Magistrate Nathaniel Cousins has ruled in favor of costly Santa Rita Jail consent decree despite class member opposition
OAKLAND, CA – Community organizations and civil rights attorneys who objected to the settlement in Babu v. County of Alameda say that they are consulting with incarcerated people about whether to appeal Magistrate Judge Nathanael Cousins’ Feb. 7 order to approve the settlement and consent decree.

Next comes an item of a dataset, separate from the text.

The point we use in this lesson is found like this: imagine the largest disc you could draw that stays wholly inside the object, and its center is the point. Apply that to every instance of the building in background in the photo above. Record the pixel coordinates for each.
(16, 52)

Objecting prisoners and their counsel have 30 days to appeal the decision, which would be heard in the Ninth Circuit. Thirty-nine incarcerated people testified with their objections in a hearing on Thursday, January 27, none in favor of the consent decree. While the Judge says that testimony about poor jail conditions “further emphasized the need for the Consent Decree,” speakers highlighted a range of issues not limited to jail conditions, including the fact that the settlement does not substantively address the treatment of incarcerated women.
“The Babu settlement makes winners out of the Sheriff at the expense of those of us in the facility,” said Tiara Arnold, who says that she has experienced retaliation from the Jail for helping fellow incarcerated women prepare for the hearing. [See Ms. Arnold’s objection here].
“It is disappointing that Judge Cousins heard 5.5 hours of testimony from inmates, and yet hardly responded in his Order to their comments,” says Yolanda Huang, attorney for objecting class members. “Inmates objected because the decree, while taking away their rights to petition the courts about conditions at the jail, does not improve the conditions for the majority of the prisoners. Inmates call the jail culture at Santa Rita a ‘culture of cruelty’ and cite this as a primary reason that the settlement is ineffective: it does not recognize nor address the basic cultural framework of the jail.”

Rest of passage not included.